O parto há alguns anos atrás era considerado como um acontecimento de mulheres e para mulheres. As mulheres tinham os seus filhos em casa, rodeadas das mães e/ou irmãs e outras mulheres que lhes prestavam o apoio emocional e físico, parteiras ou “curiosas” . Normalmente as “curiosas” eram mães de muitos filhos que apoiavam as parturientes a fazer nascer os seus bebés. Assim era no tempo de minha avó. Ela teve os filhos, todos em casa e todos foram amamentados até aos 2-3 anos. Nunca teve dúvidas se conseguiria ou não parir, se conseguiria ou não amamentar os seus filhos. Tinha um profundo conhecimento da sua sabedoria interior, conhecia a capacidade inata do seu corpo para a tarefa da maternidade. Entrou em trabalho de parto naturalmente, os trabalhos de parto e partos decorreram sempre sem pressas, sem adição de quaisquer agentes externos no seu corpo, tudo decorreu a seu tempo e ao sabor da vontade do corpo dela e do corpo dos seus bebés.

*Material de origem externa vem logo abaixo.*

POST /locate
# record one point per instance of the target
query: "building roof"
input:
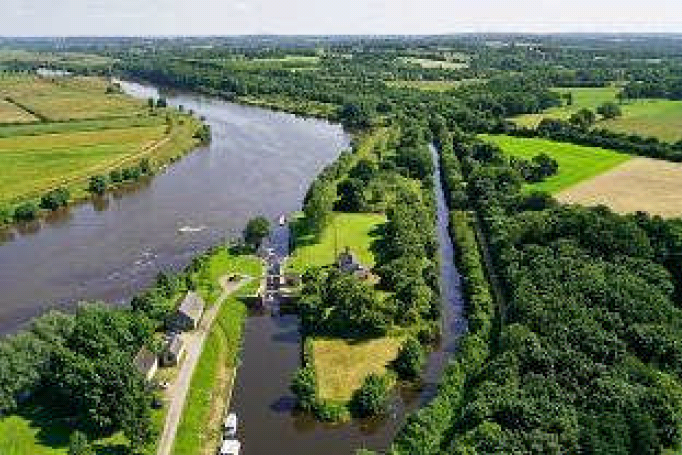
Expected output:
(144, 360)
(192, 306)
(175, 345)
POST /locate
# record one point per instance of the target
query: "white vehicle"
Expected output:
(230, 447)
(230, 425)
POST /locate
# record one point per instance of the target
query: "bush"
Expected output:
(410, 360)
(52, 200)
(372, 398)
(97, 185)
(27, 211)
(303, 385)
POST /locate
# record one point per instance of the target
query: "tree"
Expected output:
(609, 110)
(97, 185)
(303, 385)
(256, 230)
(79, 444)
(372, 398)
(410, 360)
(583, 119)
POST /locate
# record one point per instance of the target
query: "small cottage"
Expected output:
(146, 363)
(173, 351)
(190, 311)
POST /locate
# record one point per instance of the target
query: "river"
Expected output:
(259, 162)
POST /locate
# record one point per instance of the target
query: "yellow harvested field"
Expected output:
(62, 99)
(640, 184)
(9, 113)
(342, 365)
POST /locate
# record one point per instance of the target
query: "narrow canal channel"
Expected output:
(271, 354)
(259, 162)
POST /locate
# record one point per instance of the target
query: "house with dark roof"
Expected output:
(173, 351)
(146, 362)
(190, 311)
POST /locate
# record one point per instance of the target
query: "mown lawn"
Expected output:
(576, 163)
(353, 230)
(213, 378)
(342, 365)
(647, 117)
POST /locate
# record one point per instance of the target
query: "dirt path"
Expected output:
(194, 343)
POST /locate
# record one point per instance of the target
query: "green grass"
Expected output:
(647, 117)
(433, 86)
(576, 163)
(342, 365)
(354, 230)
(213, 378)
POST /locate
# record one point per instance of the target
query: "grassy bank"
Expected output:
(576, 163)
(213, 377)
(354, 230)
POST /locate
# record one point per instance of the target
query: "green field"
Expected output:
(78, 131)
(433, 86)
(353, 230)
(576, 162)
(646, 117)
(342, 365)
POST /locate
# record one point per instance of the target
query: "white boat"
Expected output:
(230, 447)
(230, 425)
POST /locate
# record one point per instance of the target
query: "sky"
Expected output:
(323, 17)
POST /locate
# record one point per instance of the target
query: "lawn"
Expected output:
(353, 230)
(576, 163)
(212, 381)
(342, 365)
(647, 117)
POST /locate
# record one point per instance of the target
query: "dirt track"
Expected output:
(645, 184)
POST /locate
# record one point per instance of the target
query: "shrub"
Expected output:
(372, 398)
(27, 211)
(410, 360)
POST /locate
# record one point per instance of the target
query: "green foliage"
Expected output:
(52, 200)
(410, 360)
(372, 398)
(27, 211)
(97, 185)
(303, 386)
(256, 230)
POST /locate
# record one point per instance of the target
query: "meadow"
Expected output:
(576, 163)
(647, 117)
(73, 129)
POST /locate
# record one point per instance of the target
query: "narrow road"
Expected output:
(194, 344)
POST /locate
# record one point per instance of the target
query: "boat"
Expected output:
(230, 447)
(230, 425)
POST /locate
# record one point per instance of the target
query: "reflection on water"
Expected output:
(259, 162)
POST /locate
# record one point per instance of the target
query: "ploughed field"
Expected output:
(59, 131)
(647, 117)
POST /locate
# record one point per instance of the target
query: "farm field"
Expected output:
(433, 86)
(62, 99)
(576, 163)
(353, 230)
(641, 184)
(647, 117)
(77, 130)
(342, 365)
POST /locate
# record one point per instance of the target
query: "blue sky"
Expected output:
(234, 17)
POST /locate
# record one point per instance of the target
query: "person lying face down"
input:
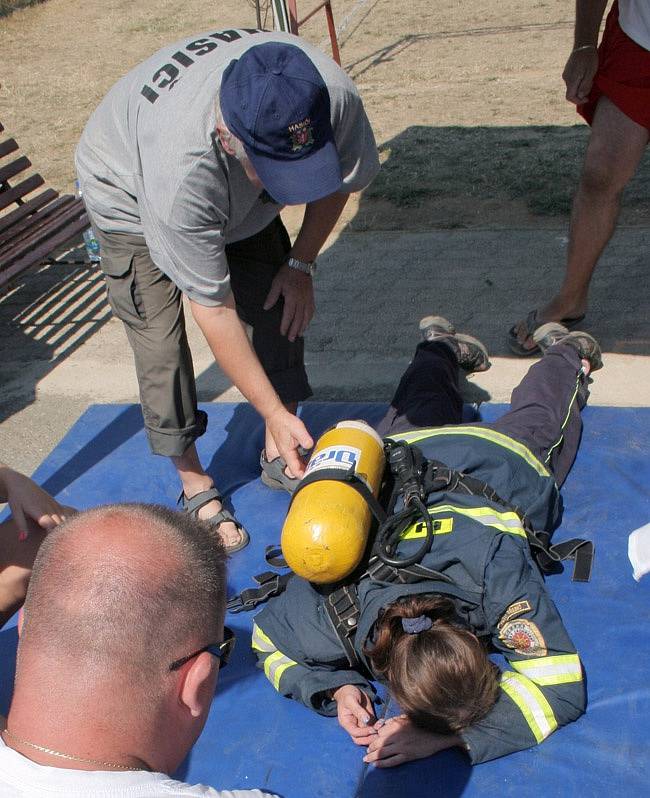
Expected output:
(118, 658)
(479, 590)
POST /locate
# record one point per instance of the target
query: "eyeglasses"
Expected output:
(220, 650)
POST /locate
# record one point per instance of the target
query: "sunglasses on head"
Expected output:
(221, 651)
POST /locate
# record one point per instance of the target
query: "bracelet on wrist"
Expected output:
(583, 47)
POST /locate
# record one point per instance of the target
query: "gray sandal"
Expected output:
(193, 505)
(274, 476)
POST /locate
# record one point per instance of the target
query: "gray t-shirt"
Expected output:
(149, 162)
(22, 778)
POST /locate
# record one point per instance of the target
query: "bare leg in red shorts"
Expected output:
(615, 147)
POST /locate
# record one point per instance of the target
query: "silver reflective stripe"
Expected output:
(561, 669)
(532, 704)
(275, 665)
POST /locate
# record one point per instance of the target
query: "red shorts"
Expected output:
(623, 75)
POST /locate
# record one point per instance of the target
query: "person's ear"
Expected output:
(225, 137)
(198, 685)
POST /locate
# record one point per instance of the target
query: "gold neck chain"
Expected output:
(61, 755)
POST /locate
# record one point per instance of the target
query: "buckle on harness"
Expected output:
(270, 584)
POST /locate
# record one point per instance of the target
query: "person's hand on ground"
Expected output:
(32, 508)
(398, 740)
(288, 433)
(355, 713)
(297, 289)
(579, 74)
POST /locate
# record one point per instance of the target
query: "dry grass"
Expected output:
(9, 6)
(466, 100)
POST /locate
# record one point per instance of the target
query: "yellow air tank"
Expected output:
(326, 529)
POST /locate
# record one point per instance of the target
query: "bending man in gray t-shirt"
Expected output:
(184, 167)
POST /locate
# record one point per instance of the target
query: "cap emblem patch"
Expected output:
(301, 134)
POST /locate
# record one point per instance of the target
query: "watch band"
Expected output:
(306, 267)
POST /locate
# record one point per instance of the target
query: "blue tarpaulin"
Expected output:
(256, 738)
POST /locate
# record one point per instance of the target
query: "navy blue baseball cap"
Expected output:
(275, 102)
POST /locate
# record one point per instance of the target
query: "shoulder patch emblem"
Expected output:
(524, 637)
(513, 611)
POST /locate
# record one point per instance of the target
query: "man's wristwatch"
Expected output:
(306, 267)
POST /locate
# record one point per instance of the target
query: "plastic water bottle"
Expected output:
(91, 243)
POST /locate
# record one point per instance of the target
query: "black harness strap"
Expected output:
(270, 584)
(439, 476)
(378, 571)
(342, 607)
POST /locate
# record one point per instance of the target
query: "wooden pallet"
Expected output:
(31, 228)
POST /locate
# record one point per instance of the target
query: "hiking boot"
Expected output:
(584, 344)
(432, 327)
(470, 353)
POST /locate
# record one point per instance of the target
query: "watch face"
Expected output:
(302, 266)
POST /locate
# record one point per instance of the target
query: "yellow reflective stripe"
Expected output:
(531, 703)
(260, 641)
(565, 422)
(275, 665)
(561, 669)
(478, 432)
(505, 522)
(442, 526)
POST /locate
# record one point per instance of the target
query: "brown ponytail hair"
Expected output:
(441, 677)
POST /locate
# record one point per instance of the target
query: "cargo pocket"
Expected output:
(123, 293)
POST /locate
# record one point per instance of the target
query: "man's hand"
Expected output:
(579, 75)
(355, 713)
(297, 289)
(32, 508)
(289, 433)
(398, 740)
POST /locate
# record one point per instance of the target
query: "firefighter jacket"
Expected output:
(495, 585)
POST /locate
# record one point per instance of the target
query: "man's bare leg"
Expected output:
(17, 555)
(194, 480)
(615, 148)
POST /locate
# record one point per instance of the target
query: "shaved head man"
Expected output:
(119, 655)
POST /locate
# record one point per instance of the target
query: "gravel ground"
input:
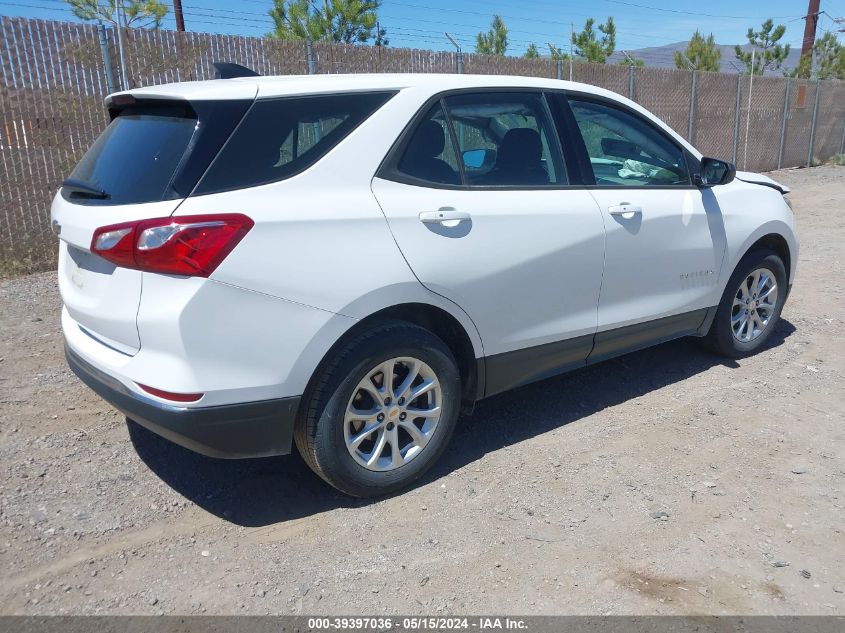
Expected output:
(666, 481)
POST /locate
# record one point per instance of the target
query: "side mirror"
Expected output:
(478, 158)
(715, 172)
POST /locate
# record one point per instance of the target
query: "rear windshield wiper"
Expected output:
(82, 188)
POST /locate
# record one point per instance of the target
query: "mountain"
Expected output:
(664, 57)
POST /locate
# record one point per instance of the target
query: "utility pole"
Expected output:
(810, 22)
(121, 15)
(459, 55)
(180, 17)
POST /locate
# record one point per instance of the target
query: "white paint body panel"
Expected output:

A transferência dos partos de casa para o hospital fez com que este cenário passasse a ser vivido apenas por uma pequena percentagem de mulheres. Para a grande maioria das mulheres o parto é visto como algo a suportar para “merecer” o prémio final que é ter um filho.

A sociedade moderna tratou de entranhar na mente da mulher que ela não é capaz de parir sozinha uma vez que o seu corpo não é perfeito e como tal deve submeter-se às rotinas hospitalares que, salvo raríssimas excepções, não trazem mais-valias para ela ou para o seu bebé, rotinas essas em que os profissionais de saúde acreditam profundamente para o parto ter um final feliz.

A sociedade tratou de afastar as mulheres da sua sabedoria interior. Os cenários de partos em intimidade e privacidade foram substituídos por salas estéreis e frias e por vozes de comando sobre o que a mulher deve ou não pode fazer durante o seu trabalho de parto e parto. O suporte emocional passou a ser quase inexistente com a transferência dos partos de casa para os hospitais.

Na década de 1970, John Kennell e Marshall Klauss realizaram um estudo em que provaram, através de seis experiências clínicas controladas, que a presença de uma pessoa de apoio ao parto, do sexo feminino, encurta o tempo do primeiro parto numa média de duas horas, diminui a hipótese de cesariana em 50 por cento, parto com fórceps em 40 por cento, diminui a necessidade de medicação para as dores e anestesia epidural em 60 por cento, ajuda o pai a participar com confiança e aumenta o sucesso na amamentação. [1] [3] [4]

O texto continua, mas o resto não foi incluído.